05/18/2026
DEMAIN
Vous êtes cordialement invité-es à la troisième conférence du Cycle de conférences sur le travail invisible organisée par la Chaire Ésope en collaboration avec le Centre de Recherche en Éthique. Pour cette troisième conférence, nous avons le plaisir de recevoir Lisa Herzog (Université de Groningen) avec une présentation intitulée « Against Careers ». La conférence aura lieu en anglais.
L’événement se déroulera le 19 mai à midi au local 422 du département de philosophie de l’Université de Montréal (2910 Boulevard Édouard-Montpetit, Montréal, QC) en format hybride.
Inscription :
https://forms.office.com/Pages/ResponsePage.aspx?id=7O9-0kcq50uYHg-Jd_ox2NaGSChD3WdKj66_ljwP8V1UNTREVVI5TEs2WEhTRjA4ODZBNFg0RldEVi4u&origin=QRCode
Pour informations, veuillez contacter Denise Celentano (UdeM) [email protected] ou Dominic Martin (UQAM) [email protected]

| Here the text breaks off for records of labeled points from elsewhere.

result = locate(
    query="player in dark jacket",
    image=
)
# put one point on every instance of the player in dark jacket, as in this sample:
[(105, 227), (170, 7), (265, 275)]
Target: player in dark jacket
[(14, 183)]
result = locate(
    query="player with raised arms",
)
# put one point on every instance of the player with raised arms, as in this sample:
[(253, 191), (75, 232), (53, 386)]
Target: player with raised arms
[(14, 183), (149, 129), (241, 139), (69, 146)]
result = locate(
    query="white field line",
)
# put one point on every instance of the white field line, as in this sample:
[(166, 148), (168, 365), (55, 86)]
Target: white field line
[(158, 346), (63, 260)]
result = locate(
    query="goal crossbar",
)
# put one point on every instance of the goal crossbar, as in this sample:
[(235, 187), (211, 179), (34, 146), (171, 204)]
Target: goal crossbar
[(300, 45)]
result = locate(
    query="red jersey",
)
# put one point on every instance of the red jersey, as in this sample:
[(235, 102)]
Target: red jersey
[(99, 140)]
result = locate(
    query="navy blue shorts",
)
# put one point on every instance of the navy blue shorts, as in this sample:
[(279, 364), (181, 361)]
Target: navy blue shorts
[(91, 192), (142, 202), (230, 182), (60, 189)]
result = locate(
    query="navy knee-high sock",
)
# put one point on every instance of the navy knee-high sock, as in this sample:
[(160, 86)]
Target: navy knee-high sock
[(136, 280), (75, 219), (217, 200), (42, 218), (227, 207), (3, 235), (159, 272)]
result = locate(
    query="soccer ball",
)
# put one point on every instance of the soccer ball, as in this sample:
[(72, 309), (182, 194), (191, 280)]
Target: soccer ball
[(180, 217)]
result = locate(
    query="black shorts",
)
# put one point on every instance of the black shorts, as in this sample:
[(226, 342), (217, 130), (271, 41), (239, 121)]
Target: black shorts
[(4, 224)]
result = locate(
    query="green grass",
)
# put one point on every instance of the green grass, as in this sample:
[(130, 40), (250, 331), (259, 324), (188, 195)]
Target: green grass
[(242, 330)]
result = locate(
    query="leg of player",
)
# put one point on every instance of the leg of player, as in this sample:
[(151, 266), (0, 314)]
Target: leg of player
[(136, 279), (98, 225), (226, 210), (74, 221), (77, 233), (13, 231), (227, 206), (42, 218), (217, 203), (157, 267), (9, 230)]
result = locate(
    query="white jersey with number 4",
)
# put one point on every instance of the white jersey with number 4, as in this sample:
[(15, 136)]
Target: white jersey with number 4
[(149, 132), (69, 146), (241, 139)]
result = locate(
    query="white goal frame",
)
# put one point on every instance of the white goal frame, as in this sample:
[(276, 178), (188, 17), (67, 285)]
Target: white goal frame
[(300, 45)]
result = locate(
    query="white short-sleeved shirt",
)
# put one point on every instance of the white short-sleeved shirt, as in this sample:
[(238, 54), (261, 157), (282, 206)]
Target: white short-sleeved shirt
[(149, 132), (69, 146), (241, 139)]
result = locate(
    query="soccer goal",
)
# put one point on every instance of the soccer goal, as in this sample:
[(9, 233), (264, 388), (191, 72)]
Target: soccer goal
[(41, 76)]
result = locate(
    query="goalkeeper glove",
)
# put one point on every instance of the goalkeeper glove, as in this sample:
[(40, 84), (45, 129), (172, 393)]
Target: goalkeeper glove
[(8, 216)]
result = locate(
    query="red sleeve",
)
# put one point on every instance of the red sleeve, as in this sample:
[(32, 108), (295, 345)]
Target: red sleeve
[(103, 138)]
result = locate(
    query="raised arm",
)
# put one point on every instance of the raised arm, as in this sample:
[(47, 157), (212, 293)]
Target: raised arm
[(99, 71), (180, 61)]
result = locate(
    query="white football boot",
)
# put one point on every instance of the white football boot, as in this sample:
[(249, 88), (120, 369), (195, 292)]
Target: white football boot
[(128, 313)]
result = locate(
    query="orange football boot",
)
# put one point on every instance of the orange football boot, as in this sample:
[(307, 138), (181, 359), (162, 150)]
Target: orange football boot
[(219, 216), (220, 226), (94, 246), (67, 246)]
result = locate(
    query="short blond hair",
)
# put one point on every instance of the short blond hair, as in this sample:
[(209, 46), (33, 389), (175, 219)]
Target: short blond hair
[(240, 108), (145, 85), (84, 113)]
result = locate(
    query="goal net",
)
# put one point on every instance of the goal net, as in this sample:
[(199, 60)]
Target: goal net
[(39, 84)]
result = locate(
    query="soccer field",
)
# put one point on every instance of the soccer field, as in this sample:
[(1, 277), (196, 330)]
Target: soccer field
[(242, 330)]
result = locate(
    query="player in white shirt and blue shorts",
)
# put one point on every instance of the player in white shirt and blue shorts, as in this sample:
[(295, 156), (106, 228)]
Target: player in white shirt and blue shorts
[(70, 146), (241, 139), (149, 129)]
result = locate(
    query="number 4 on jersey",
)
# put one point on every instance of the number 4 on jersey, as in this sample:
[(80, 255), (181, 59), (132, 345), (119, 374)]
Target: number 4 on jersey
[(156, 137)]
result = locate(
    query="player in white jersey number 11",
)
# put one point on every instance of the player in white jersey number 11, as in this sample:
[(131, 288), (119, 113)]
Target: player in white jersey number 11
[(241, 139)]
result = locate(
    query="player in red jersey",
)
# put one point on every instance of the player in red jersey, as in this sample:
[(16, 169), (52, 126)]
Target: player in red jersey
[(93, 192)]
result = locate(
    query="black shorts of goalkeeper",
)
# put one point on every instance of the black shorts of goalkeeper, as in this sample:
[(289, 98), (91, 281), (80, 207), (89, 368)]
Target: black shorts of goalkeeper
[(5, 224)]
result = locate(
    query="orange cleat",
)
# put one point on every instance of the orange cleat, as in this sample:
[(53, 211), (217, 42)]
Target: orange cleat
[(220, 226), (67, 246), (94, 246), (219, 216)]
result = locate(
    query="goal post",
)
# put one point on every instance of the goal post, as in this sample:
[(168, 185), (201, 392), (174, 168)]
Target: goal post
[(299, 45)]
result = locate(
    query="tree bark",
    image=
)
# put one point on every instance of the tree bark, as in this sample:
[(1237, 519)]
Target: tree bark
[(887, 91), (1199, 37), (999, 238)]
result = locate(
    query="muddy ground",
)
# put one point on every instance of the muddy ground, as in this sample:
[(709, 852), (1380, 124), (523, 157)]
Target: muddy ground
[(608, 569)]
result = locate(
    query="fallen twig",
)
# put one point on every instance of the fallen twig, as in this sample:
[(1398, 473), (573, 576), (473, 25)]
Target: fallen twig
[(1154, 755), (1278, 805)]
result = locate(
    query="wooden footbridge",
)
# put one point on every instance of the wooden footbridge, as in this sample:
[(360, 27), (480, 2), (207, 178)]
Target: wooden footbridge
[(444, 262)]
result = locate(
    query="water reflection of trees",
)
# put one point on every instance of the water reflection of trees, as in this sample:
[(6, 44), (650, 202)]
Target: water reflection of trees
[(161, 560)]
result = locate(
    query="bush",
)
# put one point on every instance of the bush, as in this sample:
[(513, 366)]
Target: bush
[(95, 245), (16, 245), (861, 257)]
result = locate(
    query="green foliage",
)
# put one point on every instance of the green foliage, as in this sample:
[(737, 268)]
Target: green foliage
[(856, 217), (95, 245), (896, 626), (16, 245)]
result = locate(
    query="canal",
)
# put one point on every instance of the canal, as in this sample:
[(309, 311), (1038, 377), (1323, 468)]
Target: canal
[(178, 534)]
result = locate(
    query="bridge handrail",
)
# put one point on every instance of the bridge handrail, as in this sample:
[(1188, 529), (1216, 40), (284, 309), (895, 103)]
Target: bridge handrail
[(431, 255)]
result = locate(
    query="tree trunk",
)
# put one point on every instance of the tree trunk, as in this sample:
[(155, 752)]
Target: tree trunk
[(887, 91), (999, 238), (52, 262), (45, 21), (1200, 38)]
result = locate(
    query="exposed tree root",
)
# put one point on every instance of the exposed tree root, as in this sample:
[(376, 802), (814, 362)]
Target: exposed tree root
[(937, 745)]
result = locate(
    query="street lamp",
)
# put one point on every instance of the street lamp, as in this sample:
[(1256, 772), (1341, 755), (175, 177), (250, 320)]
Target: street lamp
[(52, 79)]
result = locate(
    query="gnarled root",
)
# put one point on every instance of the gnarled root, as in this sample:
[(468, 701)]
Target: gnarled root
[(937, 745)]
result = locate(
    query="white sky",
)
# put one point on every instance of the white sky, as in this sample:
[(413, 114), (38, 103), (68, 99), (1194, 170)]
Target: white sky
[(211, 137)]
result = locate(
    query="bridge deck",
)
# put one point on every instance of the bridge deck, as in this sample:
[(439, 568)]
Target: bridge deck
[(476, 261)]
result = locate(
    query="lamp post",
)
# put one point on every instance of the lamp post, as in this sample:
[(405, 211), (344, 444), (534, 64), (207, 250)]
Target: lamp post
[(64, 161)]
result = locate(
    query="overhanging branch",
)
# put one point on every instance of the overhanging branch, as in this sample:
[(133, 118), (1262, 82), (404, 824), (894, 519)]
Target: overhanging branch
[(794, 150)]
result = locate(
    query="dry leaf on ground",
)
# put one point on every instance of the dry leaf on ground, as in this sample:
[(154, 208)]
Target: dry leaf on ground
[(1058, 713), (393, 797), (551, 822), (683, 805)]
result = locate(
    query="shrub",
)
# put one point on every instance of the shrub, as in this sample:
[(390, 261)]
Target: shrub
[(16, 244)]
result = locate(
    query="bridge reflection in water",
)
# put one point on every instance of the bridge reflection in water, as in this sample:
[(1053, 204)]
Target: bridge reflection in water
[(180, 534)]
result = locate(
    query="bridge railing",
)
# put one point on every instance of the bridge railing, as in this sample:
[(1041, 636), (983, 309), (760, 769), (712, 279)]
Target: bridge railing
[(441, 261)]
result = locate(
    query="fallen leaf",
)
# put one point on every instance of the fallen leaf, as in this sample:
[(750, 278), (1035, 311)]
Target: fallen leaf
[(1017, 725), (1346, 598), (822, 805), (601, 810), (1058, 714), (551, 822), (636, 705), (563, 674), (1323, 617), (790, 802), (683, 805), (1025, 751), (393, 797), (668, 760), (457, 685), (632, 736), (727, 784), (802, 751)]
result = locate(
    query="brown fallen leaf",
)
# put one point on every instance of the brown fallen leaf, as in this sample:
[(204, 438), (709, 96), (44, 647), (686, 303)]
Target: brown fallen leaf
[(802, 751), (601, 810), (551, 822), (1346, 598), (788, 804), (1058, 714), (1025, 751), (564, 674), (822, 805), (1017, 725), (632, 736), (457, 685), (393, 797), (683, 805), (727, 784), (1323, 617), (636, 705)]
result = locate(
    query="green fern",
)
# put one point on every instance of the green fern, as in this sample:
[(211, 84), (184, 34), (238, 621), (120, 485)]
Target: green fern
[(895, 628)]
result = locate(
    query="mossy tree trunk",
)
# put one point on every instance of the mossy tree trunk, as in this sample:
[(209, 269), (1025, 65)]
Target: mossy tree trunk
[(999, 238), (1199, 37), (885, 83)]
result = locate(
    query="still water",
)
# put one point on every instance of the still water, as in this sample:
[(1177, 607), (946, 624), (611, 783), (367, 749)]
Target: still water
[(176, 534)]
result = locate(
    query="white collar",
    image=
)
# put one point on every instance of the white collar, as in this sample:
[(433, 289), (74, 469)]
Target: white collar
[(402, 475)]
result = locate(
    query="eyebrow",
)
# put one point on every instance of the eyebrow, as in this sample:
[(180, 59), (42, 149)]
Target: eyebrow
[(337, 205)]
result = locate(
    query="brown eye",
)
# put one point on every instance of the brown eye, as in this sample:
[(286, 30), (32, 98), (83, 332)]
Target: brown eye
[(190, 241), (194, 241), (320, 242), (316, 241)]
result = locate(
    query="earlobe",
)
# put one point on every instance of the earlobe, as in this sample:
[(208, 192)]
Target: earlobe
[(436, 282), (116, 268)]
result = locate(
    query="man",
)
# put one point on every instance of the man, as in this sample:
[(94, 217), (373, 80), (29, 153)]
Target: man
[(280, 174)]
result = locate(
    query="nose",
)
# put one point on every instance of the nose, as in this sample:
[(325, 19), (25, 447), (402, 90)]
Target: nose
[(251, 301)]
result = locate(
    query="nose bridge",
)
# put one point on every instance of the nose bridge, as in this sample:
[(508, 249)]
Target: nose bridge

Résumé: This paper argues against work being organized in “careers,” with individuals being expected, over the years, to climb up a ladder of increasing income, power, and status in one specific area of paid work. This organization of work creates an “ideal biography norm” that disadvantages many groups who cannot fulfil it, e.g. active parents and other groups doing “invisible” work. After defining what I mean by “careers” and what kind of critique I raise against the concept, I briefly set out the historical background of how today’s understanding of careers developed. This shows that many arguments that spoke in favor of careers in the past no longer hold. Today, work being organized as careers threatens at least two sets of values: equality of opportunity, understood across people’s whole life, and value pluralism. As an alternative, and to rescue what still stands from the historical arguments in favor of careers, I suggest a model of “merit without careers,” in which certain functional requirements for jobs remain in place, while giving up the assumption of linearity, leaving behind the “ideal biography norm” as the “normal” case. This would better align the organization of work with the values of equality of opportunity and value pluralism.